Japanese / English English / French German / Spanish / Italian North America
Mid-Translation from English to Japanese Mid-Translation from English to French Mid-Translation from German to Spanish No switch :_(

French Version Censorship

Jean Armstrong (Called Kaoru Fond-De-Veau in the JP version) is a flamboyantly gay restaurant chef who gets a brief cameo as a poster in the first game bonus case, and later appears as an important witness in the third game. Capcom USA may have changed the Von Karma nationalities from American to German, but this guy is clearly supposed to be French even in the Japanese version.

Apparently, the French translators didn't like this, so they changed Ema's text upon examining his advertisement in the first game to refer to him as "a Lebanese chef". The translation staff was changed after the second game, and he became an Italian named "Luigi Labocca" in the third game.

Case 1

Japanese International
Ace-Attorney-DS-JP-Passport.png Ace-Attorney-DS-Int-Passport.png

In the first case of the game, one piece of evidence is a passport. In the Japanese version, the passport is red but in the international versions the passport is blue. The text and design was also altered on the international versions. This is because most Japanese passports are colored red while most American passports are colored blue.

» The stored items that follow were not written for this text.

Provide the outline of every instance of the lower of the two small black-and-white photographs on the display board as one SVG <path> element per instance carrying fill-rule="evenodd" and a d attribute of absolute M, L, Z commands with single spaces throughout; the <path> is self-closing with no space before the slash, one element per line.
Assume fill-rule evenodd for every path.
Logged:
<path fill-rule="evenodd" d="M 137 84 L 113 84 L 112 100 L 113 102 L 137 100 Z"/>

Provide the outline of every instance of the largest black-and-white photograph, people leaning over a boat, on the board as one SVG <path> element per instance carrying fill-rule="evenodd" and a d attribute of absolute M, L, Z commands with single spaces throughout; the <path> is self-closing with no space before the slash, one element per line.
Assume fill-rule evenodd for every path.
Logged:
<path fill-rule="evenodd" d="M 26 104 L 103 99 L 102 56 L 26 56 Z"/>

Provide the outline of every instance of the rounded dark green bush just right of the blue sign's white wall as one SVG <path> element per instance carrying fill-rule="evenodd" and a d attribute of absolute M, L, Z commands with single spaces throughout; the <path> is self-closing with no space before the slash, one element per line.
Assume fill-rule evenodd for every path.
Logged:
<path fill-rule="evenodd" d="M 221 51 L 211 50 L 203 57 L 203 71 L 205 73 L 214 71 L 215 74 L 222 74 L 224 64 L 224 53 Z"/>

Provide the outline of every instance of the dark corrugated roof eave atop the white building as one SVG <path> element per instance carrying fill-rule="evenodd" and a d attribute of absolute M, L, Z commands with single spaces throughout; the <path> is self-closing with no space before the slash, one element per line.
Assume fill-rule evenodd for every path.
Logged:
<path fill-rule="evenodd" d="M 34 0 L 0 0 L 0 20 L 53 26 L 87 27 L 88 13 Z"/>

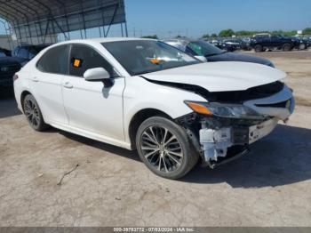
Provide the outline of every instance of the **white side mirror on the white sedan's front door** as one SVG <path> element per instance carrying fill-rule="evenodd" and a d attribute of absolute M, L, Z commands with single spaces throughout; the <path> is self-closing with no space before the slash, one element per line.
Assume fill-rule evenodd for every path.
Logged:
<path fill-rule="evenodd" d="M 101 81 L 105 87 L 111 87 L 113 85 L 113 80 L 105 68 L 89 68 L 84 72 L 84 79 L 89 82 Z"/>

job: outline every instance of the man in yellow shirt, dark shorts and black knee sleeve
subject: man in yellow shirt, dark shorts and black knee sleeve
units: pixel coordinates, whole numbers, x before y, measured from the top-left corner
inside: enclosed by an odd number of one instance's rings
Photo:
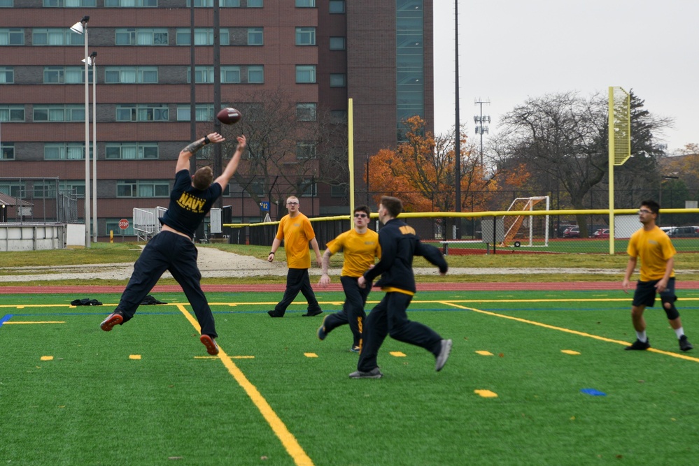
[[[693,348],[682,328],[682,320],[675,307],[675,247],[668,235],[656,225],[660,205],[656,201],[642,201],[638,210],[643,228],[631,235],[628,242],[628,265],[626,275],[621,283],[624,293],[628,293],[629,280],[636,268],[637,258],[641,258],[641,277],[633,293],[631,320],[636,330],[636,341],[626,349],[649,349],[650,340],[646,335],[646,321],[643,311],[646,306],[653,307],[656,293],[660,294],[663,310],[668,315],[670,326],[675,330],[679,340],[679,349],[689,351]]]

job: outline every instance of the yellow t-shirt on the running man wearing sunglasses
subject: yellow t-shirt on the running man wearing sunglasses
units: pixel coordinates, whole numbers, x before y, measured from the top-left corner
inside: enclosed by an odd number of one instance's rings
[[[370,265],[374,265],[375,257],[381,259],[379,233],[372,230],[357,233],[352,228],[328,242],[327,249],[332,254],[343,252],[345,260],[340,274],[343,277],[361,277]]]

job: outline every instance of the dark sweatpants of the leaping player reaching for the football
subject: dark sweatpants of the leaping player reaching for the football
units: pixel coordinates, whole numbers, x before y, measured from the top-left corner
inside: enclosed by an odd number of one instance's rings
[[[134,264],[134,273],[116,308],[123,314],[124,321],[132,319],[143,298],[148,296],[165,270],[182,286],[202,327],[202,335],[218,337],[211,307],[200,284],[202,272],[197,267],[197,247],[188,238],[171,231],[155,235]]]

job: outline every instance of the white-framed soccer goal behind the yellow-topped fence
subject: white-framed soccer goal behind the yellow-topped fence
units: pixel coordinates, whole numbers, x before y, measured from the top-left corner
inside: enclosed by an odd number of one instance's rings
[[[549,196],[516,198],[507,211],[523,212],[546,210],[550,207]],[[505,215],[505,237],[502,246],[545,247],[549,245],[549,215]]]

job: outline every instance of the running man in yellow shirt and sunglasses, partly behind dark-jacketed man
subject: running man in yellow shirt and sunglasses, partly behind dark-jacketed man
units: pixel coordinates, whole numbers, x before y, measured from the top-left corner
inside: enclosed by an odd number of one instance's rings
[[[318,282],[320,286],[330,284],[330,275],[327,275],[330,256],[341,251],[344,255],[344,263],[340,273],[340,283],[345,292],[345,303],[341,311],[325,316],[323,324],[318,328],[318,338],[325,340],[332,329],[349,324],[354,340],[350,348],[353,353],[358,353],[362,349],[362,327],[367,319],[364,306],[371,291],[371,286],[360,288],[357,280],[369,268],[374,267],[374,259],[377,257],[381,259],[379,233],[369,230],[370,213],[371,210],[367,205],[355,208],[354,228],[341,233],[327,243],[327,249],[323,254],[323,275]]]

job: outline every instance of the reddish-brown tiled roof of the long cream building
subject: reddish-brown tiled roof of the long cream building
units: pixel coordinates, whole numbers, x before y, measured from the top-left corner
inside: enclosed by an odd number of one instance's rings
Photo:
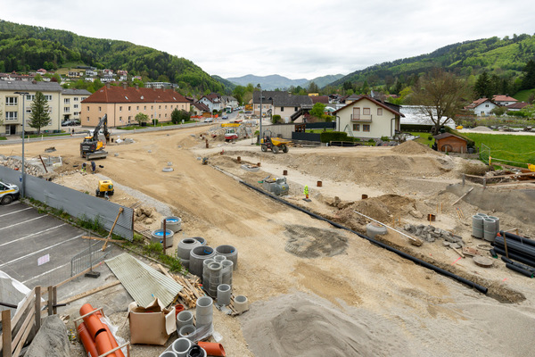
[[[107,87],[98,89],[82,103],[189,103],[172,89]]]

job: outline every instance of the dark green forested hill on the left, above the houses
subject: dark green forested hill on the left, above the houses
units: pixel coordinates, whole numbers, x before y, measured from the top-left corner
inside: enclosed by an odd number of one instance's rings
[[[126,70],[151,80],[167,78],[194,92],[225,92],[222,83],[185,58],[126,41],[0,20],[0,72],[54,70],[65,63]]]

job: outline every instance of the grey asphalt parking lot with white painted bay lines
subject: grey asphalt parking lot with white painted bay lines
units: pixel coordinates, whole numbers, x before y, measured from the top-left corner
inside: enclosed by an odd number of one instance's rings
[[[56,285],[70,278],[72,257],[95,244],[82,238],[86,235],[86,231],[25,203],[2,205],[0,270],[29,288]]]

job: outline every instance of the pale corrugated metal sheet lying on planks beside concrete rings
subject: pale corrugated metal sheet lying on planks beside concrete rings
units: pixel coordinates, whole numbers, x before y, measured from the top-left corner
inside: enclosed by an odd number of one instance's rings
[[[149,306],[155,297],[162,305],[168,306],[182,291],[182,286],[174,279],[128,253],[111,258],[106,264],[139,306]]]

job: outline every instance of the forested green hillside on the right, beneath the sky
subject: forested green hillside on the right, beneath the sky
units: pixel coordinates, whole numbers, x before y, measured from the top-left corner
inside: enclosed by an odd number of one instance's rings
[[[444,46],[431,54],[376,64],[362,71],[354,71],[331,85],[337,87],[345,83],[362,86],[366,83],[370,87],[386,84],[391,89],[393,86],[402,88],[412,76],[433,67],[454,71],[464,78],[487,71],[490,75],[496,74],[500,79],[514,82],[526,63],[533,59],[535,36],[490,37]]]

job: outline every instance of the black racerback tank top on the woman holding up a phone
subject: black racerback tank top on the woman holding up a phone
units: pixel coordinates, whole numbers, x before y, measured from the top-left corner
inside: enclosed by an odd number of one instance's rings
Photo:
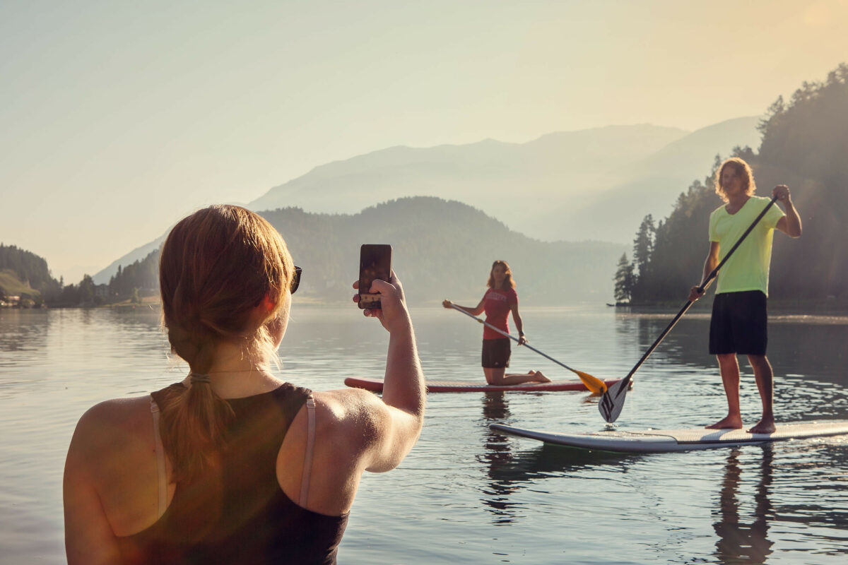
[[[164,392],[152,395],[159,406]],[[230,399],[235,418],[220,465],[190,484],[176,485],[156,523],[118,538],[122,561],[335,563],[348,513],[326,516],[299,507],[276,479],[282,440],[309,395],[309,390],[286,383],[275,391]]]

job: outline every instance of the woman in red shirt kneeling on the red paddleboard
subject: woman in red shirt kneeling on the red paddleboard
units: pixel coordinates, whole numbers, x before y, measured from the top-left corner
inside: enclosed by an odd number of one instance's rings
[[[518,345],[527,343],[524,336],[522,317],[518,313],[518,294],[516,282],[512,280],[512,271],[505,261],[492,263],[488,274],[488,291],[476,307],[454,304],[446,300],[442,305],[446,308],[458,307],[475,316],[485,312],[486,322],[499,330],[510,333],[507,318],[512,313],[512,320],[518,330]],[[500,335],[488,326],[483,327],[483,373],[489,385],[521,385],[522,383],[550,383],[550,379],[541,371],[527,373],[505,374],[510,366],[510,338]]]

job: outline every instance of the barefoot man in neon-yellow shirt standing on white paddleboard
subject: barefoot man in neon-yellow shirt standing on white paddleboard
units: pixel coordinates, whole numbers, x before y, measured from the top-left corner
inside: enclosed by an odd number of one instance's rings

Another difference in the first case is when Phoenix explains how the victim didn't bother to change back her clock's time when coming back from her trip, which makes the witness mistake the time. In the Japanese version, the victim took a trip to New York City which makes the witness claim that the time of murder was 2pm. In the international versions, the victim took a trip to Paris which makes the witness claim the time of the murder was 1pm. This difference also extends to when Phoenix tests out the clock in the courtroom. In the Japanese version, the clock claims that it's 9:25am. In the international versions, the clock claims that it's 8:25am.